Input: ([(1, 'A'), (2, 'B'), (3, 'A'), (10, 'C')], [(1, 3, 2), (1, 10, 3)])

Expected Output: [['A', 'B'], ['A', 'B', 'C']]

Explanation: In [1, 3], A appears 2 times and B appears 1 time. In [1, 10], A appears 2 times, while B and C appear once each, so B comes before C by lexicographic order.

Input: ([(1, 'dog'), (2, 'cat'), (2, 'dog'), (4, 'cat'), (5, 'ant')], [(1, 4, 2)])

Expected Output: [['cat', 'dog']]

Explanation: Between timestamps 1 and 4 inclusive, cat appears 2 times and dog appears 2 times. The tie is broken lexicographically, so cat comes first.

Input: ([(1, 'x'), (5, 'y')], [(2, 4, 3), (1, 5, 5)])

Expected Output: [[], ['x', 'y']]

Explanation: The first query range contains no logs. In the second query, x and y both appear once, and k is larger than the number of distinct messages.

Input: ([], [(1, 10, 2)])

Expected Output: [[]]

Explanation: There are no log events, so every query returns an empty list.

Input: ([(1, 'm'), (1, 'm'), (2, 'n'), (3, 'm'), (3, 'n')], [(1, 1, 2), (3, 3, 1), (1, 3, 2)])

Expected Output: [['m'], ['m'], ['m', 'n']]

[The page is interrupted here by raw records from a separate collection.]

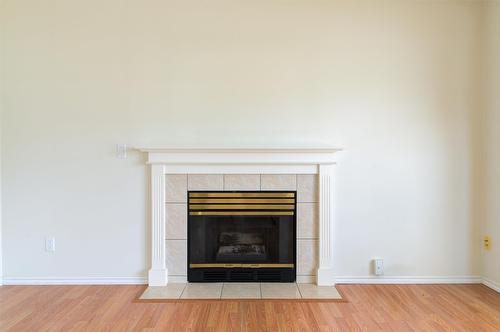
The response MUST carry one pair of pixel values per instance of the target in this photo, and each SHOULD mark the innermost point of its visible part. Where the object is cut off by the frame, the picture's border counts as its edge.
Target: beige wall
(491, 140)
(394, 82)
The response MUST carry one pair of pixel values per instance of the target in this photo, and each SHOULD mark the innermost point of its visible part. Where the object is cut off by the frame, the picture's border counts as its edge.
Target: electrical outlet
(50, 244)
(378, 265)
(487, 242)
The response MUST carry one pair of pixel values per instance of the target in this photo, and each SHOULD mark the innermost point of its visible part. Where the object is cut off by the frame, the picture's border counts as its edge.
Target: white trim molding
(77, 281)
(158, 274)
(491, 284)
(165, 161)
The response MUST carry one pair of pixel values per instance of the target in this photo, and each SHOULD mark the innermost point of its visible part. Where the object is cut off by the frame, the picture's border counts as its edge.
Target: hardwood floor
(369, 308)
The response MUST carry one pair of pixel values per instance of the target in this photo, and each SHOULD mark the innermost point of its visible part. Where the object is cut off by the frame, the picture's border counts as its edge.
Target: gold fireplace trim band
(247, 266)
(242, 213)
(242, 195)
(241, 200)
(241, 207)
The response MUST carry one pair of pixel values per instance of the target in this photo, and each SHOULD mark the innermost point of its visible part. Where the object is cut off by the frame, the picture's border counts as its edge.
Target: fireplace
(241, 236)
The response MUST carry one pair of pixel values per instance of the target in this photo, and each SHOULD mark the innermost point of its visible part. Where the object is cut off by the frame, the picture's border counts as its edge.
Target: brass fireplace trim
(246, 266)
(241, 195)
(241, 213)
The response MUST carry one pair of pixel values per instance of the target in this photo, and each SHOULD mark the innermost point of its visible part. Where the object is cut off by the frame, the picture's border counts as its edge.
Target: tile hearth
(240, 291)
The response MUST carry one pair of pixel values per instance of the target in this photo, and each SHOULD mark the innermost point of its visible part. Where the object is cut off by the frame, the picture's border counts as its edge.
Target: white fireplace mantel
(321, 161)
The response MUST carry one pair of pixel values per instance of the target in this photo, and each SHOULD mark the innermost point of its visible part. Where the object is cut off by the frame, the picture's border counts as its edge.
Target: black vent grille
(214, 275)
(269, 276)
(242, 276)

Explanation: This checks duplicate timestamps and inclusive boundaries. At time 1, only m appears. At time 3, m and n both appear once, so m wins the tie. Across [1, 3], m appears 3 times and n appears 2 times.

Input: ([(1, 'b'), (2, 'a'), (3, 'b'), (4, 'a'), (5, 'c'), (6, 'a')], [(1, 6, 2), (2, 5, 3)])

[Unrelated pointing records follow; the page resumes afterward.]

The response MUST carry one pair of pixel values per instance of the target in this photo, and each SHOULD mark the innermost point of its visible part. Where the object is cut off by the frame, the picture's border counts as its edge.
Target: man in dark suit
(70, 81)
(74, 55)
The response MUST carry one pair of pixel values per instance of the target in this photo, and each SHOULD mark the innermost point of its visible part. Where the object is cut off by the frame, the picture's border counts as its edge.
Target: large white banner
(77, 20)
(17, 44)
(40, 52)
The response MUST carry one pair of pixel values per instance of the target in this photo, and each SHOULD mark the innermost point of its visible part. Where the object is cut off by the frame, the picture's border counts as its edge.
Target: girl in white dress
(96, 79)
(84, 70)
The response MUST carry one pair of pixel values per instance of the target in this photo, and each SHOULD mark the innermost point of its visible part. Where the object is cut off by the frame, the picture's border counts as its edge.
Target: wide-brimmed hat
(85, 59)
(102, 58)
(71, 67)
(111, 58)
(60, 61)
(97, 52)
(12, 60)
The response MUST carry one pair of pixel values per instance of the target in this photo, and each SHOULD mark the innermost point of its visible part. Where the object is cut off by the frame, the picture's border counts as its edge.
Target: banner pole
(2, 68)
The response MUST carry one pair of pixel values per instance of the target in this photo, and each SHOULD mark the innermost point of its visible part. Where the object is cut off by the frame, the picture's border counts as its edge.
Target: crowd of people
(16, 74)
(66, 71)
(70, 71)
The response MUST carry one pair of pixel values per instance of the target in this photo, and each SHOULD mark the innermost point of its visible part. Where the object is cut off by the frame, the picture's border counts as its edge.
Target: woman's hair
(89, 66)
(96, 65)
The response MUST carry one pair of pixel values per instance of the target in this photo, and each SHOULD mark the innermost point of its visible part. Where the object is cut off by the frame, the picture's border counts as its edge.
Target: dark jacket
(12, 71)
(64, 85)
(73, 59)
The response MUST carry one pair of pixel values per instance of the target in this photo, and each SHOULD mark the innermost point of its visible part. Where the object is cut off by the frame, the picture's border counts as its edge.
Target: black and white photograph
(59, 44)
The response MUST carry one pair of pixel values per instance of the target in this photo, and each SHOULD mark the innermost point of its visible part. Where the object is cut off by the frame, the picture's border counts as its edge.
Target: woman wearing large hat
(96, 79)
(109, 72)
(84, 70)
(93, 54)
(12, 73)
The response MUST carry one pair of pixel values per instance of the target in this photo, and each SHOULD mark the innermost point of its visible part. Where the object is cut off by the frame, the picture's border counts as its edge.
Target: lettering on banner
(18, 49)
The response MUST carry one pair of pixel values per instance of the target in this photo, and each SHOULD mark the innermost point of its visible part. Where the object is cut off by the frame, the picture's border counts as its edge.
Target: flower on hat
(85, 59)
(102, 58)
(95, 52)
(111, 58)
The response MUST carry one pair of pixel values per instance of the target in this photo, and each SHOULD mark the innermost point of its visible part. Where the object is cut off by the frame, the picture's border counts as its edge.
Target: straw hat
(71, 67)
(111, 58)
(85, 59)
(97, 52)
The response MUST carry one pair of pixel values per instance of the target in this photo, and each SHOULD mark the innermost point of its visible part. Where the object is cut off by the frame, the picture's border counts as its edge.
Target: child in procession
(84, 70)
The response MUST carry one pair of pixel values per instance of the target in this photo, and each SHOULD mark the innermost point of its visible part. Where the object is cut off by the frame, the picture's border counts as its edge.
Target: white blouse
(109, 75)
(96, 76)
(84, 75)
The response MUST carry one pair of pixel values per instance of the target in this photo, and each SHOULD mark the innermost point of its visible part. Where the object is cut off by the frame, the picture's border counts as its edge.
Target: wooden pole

Expected Output: [['a', 'b'], ['a', 'b', 'c']]

Explanation: Across all logs, a appears 3 times, b 2 times, and c 1 time. In [2, 5], a appears 2 times while b and c appear once each, so b comes before c lexicographically.

Hints

  1. Store all timestamps for each message in a hash map. Then use binary search to count how many times that message appears inside a query range.
  2. After computing the counts for a query, put `(-count, message)` into a heap so the most frequent message comes out first, and lexicographically smaller messages win ties.